Le Nord-Isère offre des PME industrielles et de services plus classiques : mécanique, plasturgie, chaudronnerie, négoce technique et logistique installés à Bourgoin-Jallieu, L'Isle-d'Abeau, Villefontaine ou Saint-Quentin-Fallavier. Ces entreprises travaillent pour l'industrie lyonnaise et profitent de la proximité de l'aéroport et des autoroutes vers Lyon, Grenoble et Chambéry. Elles attirent des cadres lyonnais qui veulent reprendre sans quitter la métropole, ainsi que des holdings régionales, si bien que la concurrence est réelle sur les dossiers les mieux tenus.

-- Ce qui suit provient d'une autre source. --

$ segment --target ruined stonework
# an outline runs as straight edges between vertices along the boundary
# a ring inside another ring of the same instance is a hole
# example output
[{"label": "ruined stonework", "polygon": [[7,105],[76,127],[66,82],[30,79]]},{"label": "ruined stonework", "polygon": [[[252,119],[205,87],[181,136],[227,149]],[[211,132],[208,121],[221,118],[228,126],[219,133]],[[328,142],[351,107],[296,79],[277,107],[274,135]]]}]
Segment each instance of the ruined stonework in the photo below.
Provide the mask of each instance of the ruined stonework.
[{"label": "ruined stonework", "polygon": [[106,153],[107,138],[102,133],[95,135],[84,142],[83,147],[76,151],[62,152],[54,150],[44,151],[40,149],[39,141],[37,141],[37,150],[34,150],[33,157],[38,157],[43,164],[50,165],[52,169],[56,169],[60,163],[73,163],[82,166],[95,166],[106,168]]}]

Au sud de Lyon, Vienne et le pays roussillonnais proposent des sous-traitants de la plateforme chimique, des entreprises de maintenance, de transport et de travaux publics. Voiron et le Voironnais ajoutent des PME de mécanique, d'agroalimentaire et de services, tandis que l'Oisans, le Vercors et la Chartreuse comptent des entreprises de travaux en montagne, de remontées mécaniques et de services aux stations. Ces dossiers alpins séduisent des repreneurs attachés au cadre de vie grenoblois, pourvu qu'ils acceptent une activité fortement saisonnière.